NASA-PDS / nucleus

Nucleus is a software platform used to create workflows for the Planetary Data (PDS).
https://nasa-pds.github.io/nucleus
Apache License 2.0
0 stars 0 forks source link

Nucleus Airflow ECEOperator failed to launch ECS task with error "capacity is unavailable at this time" #86

Closed ramesh-maddegoda closed 2 months ago

ramesh-maddegoda commented 4 months ago

Checked for duplicates

Yes - I've already checked

🐛 Describe the bug

When Nucleus tried to process a large amount of data (a PDS data directory of Terra Bytes of size), the Airflow ECS Operator of Nucleus failed with the following error.

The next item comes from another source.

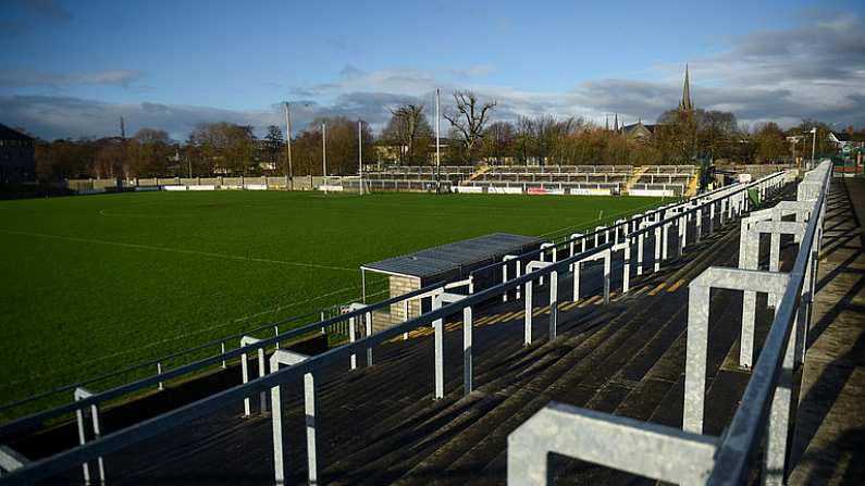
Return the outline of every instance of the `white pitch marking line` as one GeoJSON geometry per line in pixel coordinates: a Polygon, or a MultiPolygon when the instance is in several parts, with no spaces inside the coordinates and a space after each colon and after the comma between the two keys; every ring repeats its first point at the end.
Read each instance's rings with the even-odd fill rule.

airflow.providers.amazon.aws.exceptions.EcsOperatorError: {'tasks': [], 'failures': [{'reason': 'Capacity is unavailable at this time. Please try again later or in a different availability zone'}], 'ResponseMetadata': {'RequestId': 'bac90ba4-ca6d-4305-a04e-a08d95750de8', 'HTTPStatusCode': 200, 'HTTPHeaders': {'x-amzn-requestid': 'bac90ba4-ca6d-4305-a04e-a08d95750de8', 'content-type': 'application/x-amz-json-1.1', 'content-length': '135', 'date': 'Thu, 22 Feb 2024 08:03:23 GMT'}, 'RetryAttempts': 0}} [2024-02-22, 08:03:24 UTC] {{taskinstance.py:1345}} INFO - Marking task as FAILED. dag_id=PDS_Basic_Registry_Use_Case_Messenger-jplaws, task_id=Validate_Products, execution_date=20240222T080314, start_date=20240222T080323, end_date=20240222T080324 [2024-02-22, 08:03:24 UTC] {{standard_task_runner.py:104}} ERROR - Failed to execute job 76966 for task Validate_Products ({'tasks': [], 'failures': [{'reason': 'Capacity is unavailable at this time. Please try again later or in a different availability zone'}], 'ResponseMetadata': {'RequestId': 'bac90ba4-ca6d-4305-a04e-a08d95750de8', 'HTTPStatusCode': 200, 'HTTPHeaders': {'x-amzn-requestid': 'bac90ba4-ca6d-4305-a04e-a08d95750de8', 'content-type': 'application/x-amz-json-1.1', 'content-length': '135', 'date': 'Thu, 22 Feb 2024 08:03:23 GMT'}, 'RetryAttempts': 0}}; 15455) [2024-02-22, 08:03:24 UTC] {{local_task_job_runner.py:225}} INFO - Task exited with return code 1 [2024-02-22, 08:03:24 UTC] {{taskinstance.py:2653}} INFO - 0 downstream tasks scheduled from follow-on schedule check

🕵️ Expected behavior

I expected the Nucleus to process a large amount of data (a PDS data directory of Terra Bytes of size)without failing.

📜 To Reproduce

Tigger Nucleus workflow PDS_Basic_Registry_Use_Case_Messenger-jplaws with over 1000 times in a short duration.

🖥 Environment Info

📚 Version of Software Used

No response

🩺 Test Data / Additional context

No response

🦄 Related requirements

🦄 #xyz

⚙️ Engineering Details

No response

jordanpadams commented 2 months ago

No longer applicable due to change in architecture.